Un’estate Alessio invitò Eugenio nella casa di vacanza dei nonni. Altre volte erano stati insieme in quel luogo anche se non con regolarità ma era un posto dove Eugenio tornava volentieri perché sentiva di ritrovare uno dei suoi luoghi di crescita. Lì per la prima volta si era distaccato dalla famiglia e questo lo aveva fatto sentire grande; lì aveva per la prima volta scoperto l’attrazione verso le ragazzine e, insieme ad Alessio, avevano tra i loro ricordi, altre “prime volte” all’attivo. Alessio andò a stare lì all’inizio di luglio, poi una sera telefonò a Eugenio:

“Oh, devi sbrigarti a venire, quest’anno c’è una tipa che fa girare la testa a tutti! Tutti a fare i ‘cavalier serventi!’ Ma lei niente...è superfidanzata.”

“E tu?” chiese Eugenio.

“Io cosa?”

“Tu sei tra i cavalieri?”

“Io sto bene con la mia “Princesse Charlotte” lo sai.”

“Ah beh…allora!”

“Allora che! Sempre ’sti commentini ironici che capisci solo tu.”

“No niente; dico solo che due indizi sono quasi una prova.”

“Ma quali indizi? Una prova di che?”

“Ma dai. Niente. Arrivo venerdì sera col pullman va bene?”

“Ok, scemo. Ti vengo a prendere. Ciao.”

“Ciao.”

Eugenio arrivò, prese posto nella sua solita stanza e ritrovò con facilità le abitudini di quella casa. Era una casa che si sviluppava in altezza, con una bella terrazza da dove si poteva vedere il mare. A Eugenio dava un senso di riservatezza e tranquillità insieme: aveva poche porte, qualche arco separava gli ambienti e questo, come per contaminazione, rendeva i gesti più fluidi, composti con una naturalezza leggera che lo aiutava a ritrovare la sua armonia interiore. La sera in cui arrivò, mentre stavano cenando sulla terrazza, la “tipa che fa girare la testa a tutti” si materializzò. Andò lei a chiamarli perché aveva saputo che sarebbe arrivato “il grande amico di Alessio”. Chiese permesso che era già dentro, diede un bacio ad Alessio e “Tu devi essere Eugenio. Piacere, io sono Æmma con la ae come in latino.” Se tutti facevano i “cavalier serventi” un motivo ci doveva essere. Capelli nerolisci, occhi scuri e il sorriso che mostrava denti un po’ distanziati; non troppo alta, proporzionata, un vestito aderente che le disegnava il sedere e un po’ di pancetta e le lasciava scoperte le gambe tornite e nervose nei polpacci, che facevano intuire un’abitudine alla palestra. Quello che colpì Eugenio furono l’ostentata sicurezza che aveva preso quasi un tono di sfida mentre lo guardava dritto negli occhi e gli stringeva la mano, e il fatto, di cui subito non seppe darsi spiegazione, che in quel suo modo di fare, senz’altro accattivante, trovò un sentore di Alessio. Restarono in quella terrazza a bere vino, inebriati dall’odore dolce dei fiori del glicine e da una leggera brezza di mare. Quando si salutarono, Æmma li baciò entrambi.

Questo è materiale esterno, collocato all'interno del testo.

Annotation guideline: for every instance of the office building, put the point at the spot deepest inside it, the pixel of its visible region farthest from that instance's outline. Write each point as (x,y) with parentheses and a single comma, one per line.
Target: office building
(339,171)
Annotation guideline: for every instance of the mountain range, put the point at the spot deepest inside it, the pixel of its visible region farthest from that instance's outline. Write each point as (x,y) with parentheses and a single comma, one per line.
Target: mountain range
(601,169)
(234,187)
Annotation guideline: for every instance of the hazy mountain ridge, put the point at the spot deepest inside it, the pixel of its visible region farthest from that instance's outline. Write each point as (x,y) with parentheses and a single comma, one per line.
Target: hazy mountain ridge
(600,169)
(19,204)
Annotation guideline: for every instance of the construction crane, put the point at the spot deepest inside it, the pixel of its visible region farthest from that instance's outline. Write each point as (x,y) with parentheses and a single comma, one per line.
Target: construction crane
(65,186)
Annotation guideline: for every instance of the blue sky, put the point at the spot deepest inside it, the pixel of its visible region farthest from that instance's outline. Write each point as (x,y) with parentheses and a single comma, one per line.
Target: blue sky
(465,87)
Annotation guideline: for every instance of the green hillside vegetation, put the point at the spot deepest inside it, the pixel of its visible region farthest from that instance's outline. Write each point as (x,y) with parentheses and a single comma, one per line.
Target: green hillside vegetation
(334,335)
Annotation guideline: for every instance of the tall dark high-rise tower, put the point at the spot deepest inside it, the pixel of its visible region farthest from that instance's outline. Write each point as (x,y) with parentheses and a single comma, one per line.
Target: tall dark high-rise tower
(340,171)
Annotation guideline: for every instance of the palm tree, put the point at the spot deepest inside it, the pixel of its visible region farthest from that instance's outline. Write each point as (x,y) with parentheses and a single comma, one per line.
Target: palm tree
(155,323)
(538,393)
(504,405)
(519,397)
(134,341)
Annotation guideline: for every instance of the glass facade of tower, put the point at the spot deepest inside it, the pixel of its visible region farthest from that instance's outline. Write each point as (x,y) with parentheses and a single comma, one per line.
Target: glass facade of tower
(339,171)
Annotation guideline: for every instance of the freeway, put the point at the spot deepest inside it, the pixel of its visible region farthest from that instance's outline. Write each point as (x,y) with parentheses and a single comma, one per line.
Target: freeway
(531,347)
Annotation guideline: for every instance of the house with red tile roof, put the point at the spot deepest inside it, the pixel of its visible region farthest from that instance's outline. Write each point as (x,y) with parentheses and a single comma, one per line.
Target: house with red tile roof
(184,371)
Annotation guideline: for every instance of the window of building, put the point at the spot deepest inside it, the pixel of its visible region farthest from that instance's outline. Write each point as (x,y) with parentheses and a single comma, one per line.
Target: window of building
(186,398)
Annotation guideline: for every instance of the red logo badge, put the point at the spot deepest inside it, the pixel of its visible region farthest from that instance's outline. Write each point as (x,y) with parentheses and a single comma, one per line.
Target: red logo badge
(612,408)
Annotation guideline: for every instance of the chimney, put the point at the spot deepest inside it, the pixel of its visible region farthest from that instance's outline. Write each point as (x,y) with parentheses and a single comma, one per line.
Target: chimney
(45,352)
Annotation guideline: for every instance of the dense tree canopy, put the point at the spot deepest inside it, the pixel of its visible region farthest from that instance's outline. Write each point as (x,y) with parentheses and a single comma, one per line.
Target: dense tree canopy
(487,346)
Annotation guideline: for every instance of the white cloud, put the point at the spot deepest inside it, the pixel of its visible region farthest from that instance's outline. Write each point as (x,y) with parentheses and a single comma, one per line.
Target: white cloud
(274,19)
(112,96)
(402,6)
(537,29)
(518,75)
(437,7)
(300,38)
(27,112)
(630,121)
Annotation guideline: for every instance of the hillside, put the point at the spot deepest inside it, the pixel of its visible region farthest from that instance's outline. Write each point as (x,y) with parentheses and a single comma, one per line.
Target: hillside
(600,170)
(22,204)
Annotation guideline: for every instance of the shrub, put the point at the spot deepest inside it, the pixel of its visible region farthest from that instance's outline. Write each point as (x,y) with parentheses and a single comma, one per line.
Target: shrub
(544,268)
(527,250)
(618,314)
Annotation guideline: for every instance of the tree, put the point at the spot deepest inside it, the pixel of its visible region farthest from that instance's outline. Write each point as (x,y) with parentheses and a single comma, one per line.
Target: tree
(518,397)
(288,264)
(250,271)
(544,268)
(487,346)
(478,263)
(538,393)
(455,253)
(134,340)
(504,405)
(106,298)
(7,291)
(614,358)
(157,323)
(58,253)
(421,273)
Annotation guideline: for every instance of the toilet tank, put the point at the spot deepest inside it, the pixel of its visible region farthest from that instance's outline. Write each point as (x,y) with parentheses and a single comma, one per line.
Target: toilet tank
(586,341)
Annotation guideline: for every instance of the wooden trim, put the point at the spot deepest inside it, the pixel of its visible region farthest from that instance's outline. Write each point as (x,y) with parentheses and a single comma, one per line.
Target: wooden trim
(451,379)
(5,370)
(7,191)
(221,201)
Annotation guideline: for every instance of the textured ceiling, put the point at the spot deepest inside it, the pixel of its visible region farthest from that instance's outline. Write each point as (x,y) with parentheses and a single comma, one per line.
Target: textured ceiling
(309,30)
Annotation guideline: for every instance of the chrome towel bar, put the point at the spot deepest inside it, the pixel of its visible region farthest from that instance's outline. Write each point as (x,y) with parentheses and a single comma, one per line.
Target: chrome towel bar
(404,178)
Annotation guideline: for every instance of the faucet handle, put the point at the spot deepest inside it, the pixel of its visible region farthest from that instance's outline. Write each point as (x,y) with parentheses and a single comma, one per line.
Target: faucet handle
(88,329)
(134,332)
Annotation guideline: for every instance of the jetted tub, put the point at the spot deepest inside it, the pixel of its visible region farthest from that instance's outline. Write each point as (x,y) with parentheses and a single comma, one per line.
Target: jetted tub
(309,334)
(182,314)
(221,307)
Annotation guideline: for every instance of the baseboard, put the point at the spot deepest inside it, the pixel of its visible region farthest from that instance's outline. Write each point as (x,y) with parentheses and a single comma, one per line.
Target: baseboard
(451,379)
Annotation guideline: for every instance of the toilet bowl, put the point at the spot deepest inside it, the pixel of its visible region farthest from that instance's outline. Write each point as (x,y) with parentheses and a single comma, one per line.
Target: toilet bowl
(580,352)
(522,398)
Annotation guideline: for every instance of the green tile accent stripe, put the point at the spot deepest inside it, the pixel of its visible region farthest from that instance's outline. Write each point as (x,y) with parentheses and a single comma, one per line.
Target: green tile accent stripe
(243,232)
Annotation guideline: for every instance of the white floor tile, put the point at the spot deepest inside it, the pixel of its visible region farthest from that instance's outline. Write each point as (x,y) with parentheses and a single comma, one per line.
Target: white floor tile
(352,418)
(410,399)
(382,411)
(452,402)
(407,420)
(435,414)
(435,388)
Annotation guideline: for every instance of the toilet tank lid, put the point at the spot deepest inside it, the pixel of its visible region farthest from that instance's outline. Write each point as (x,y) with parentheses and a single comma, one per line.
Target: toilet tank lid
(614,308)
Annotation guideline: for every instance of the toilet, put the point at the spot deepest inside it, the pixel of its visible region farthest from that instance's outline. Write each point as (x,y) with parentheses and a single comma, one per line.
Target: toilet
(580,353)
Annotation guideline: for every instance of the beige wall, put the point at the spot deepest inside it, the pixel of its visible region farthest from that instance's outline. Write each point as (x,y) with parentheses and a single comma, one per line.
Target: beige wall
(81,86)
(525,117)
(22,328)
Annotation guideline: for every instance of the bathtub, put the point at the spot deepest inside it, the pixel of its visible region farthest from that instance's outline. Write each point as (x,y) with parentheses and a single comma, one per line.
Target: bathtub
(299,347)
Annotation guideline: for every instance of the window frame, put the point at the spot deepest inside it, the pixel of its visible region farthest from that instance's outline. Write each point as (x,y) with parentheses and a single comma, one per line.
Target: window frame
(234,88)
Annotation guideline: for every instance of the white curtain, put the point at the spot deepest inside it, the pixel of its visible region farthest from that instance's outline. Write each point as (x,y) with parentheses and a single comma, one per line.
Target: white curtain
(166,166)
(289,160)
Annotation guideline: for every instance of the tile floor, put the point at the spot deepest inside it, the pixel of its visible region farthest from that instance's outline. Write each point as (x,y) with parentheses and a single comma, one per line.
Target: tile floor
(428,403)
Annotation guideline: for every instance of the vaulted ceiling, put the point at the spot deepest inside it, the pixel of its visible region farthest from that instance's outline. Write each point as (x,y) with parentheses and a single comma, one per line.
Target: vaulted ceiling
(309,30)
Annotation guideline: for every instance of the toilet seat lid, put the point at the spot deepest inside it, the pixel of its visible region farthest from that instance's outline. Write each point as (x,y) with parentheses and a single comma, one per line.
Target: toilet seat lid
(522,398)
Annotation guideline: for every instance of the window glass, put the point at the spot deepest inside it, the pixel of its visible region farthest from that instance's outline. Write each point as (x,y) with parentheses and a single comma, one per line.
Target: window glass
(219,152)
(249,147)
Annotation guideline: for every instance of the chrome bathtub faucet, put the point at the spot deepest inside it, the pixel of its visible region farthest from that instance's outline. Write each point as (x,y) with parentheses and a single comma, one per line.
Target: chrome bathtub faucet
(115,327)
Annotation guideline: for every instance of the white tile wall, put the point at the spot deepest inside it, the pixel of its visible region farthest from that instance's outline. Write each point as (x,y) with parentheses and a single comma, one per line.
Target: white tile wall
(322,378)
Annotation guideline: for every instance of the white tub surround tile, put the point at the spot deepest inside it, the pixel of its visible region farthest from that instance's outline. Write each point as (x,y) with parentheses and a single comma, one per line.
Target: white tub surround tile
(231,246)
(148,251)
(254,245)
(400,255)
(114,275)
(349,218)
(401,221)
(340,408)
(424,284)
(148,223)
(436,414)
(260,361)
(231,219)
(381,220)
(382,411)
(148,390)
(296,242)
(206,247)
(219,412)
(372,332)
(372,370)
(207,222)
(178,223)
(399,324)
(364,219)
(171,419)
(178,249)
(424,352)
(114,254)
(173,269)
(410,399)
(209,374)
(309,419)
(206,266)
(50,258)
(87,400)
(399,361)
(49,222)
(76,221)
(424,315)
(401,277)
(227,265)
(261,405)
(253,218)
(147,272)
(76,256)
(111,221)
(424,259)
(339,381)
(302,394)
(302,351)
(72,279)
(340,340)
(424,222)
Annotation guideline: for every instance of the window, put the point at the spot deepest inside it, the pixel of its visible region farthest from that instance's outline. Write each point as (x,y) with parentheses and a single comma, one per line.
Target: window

Quell’estate travolse tutti: travolse Eugenio, che s’innamorò di Æmma, travolse Alessio che mai aveva visto Eugenio così e che per la prima volta si sentì messo da parte, travolse il superfidanzato di Æmma e “Princesse Charlotte” che non si sa bene che fine fecero e travolse Æmma che tra tanti cavalieri alla fine scelse Eugenio. Eugenio si considerò un eletto: lui, così riservato, pudico nei sentimenti, provò l’amore totale, quello che, era sicuro, avrebbe potuto dire “per sempre”, quello con cui vuoi dividere la vita. Lei era ciò che aveva cambiato il suo esistere in vivere e con la quale a quel vivere voleva dare senso. Passava le sue giornate aspettando di incontrarla, dopo lo studio, dopo l’università, ogni volta che gli era possibile. Æmma faceva lo stesso e solo il fatto che abitassero in due città diverse poneva uno spazio tra loro ma davvero pochi erano i momenti in cui non stavano vicini. Lei era vivace, le piaceva piacere e questo la rendeva vanitosa. A lui sembrava che ogni cosa le riuscisse bene, avevano un sacco di difetti, come tutti, ma insieme riuscivano a superarli, a superarsi.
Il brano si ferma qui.